Can you do the start?

Answer 2

I have know idea where to begin. Do you subtract 21 from both sides?

Answer 3

Are you really solving \[x^3+4x^2+21=0\] and not \[x^2+4x+21=0\]?

Answer 4

I'm sure.

Answer 5

What class is this for?

Answer 6

Algebra 2

Answer 7

but one of the exponents is 3, not 2

Answer 8

I can solve a regular quadratic, but I don't know how to do this one.

Answer 9

Oh, I see. :/ @Mertsj @Luis_Rivera

Answer 10

I can tell you what the answers are, but not how to get them:

Here's the real root:
\[\frac{1}{3} \left(-4-16 \left(\frac{2}{695-9 \sqrt{5761}}\right)^{1/3}-\left(\frac{1}{2} \left(695-9 \sqrt{5761}\right)\right)^{1/3}\right)\]

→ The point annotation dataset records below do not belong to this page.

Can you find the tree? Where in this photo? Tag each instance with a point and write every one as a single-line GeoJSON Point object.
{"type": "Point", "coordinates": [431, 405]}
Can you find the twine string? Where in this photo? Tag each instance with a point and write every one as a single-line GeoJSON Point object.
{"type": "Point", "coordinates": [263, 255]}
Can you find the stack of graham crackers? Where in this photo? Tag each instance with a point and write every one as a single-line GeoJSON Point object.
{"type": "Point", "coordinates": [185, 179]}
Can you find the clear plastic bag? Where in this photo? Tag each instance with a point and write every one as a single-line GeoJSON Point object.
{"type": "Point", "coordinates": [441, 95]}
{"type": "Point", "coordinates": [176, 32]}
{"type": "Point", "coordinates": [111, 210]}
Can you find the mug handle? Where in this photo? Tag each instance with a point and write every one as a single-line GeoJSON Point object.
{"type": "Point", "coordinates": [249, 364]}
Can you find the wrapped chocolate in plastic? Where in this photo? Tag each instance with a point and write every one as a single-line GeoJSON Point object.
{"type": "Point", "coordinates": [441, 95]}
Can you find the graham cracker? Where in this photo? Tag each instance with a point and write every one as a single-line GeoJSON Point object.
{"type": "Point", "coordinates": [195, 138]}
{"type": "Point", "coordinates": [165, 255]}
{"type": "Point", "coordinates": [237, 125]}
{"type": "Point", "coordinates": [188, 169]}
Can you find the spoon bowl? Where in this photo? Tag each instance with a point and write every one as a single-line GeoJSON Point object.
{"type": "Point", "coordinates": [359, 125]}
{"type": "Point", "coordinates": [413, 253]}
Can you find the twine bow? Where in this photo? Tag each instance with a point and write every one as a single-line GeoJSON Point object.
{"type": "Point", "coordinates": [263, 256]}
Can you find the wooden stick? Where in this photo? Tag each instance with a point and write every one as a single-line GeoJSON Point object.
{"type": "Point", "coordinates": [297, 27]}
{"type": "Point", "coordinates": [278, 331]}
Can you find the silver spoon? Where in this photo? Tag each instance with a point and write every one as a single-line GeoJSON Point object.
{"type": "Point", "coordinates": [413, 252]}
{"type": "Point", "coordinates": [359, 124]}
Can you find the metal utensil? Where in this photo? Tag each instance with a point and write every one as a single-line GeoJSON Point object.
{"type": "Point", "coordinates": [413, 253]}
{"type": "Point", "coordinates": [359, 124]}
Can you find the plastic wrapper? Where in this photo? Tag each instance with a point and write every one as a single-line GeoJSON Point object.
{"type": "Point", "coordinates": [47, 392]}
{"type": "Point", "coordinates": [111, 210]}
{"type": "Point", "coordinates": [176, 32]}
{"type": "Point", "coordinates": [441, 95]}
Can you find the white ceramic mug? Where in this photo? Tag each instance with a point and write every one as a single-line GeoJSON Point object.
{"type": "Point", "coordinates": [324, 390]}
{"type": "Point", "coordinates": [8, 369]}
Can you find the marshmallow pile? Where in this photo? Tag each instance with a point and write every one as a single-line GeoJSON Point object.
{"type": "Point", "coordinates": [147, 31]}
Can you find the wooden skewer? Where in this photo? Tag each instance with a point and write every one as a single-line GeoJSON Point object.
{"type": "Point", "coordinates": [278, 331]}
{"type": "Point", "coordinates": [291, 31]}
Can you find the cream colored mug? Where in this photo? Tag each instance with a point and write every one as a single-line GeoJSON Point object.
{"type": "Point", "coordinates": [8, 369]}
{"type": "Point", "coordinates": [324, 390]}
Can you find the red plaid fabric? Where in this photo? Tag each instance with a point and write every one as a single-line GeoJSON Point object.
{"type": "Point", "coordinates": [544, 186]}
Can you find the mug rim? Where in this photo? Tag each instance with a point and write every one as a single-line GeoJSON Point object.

That's why I'm skeptical that you're really supposed to be solving a cubic rather than a quadratic...

Answer 11

Btw, @jazy, that should be \[ax^2+bx+c=0\] (same letters you use in the formula, and the middle term corrected)

Answer 12

Right^

Answer 13

thanks anyway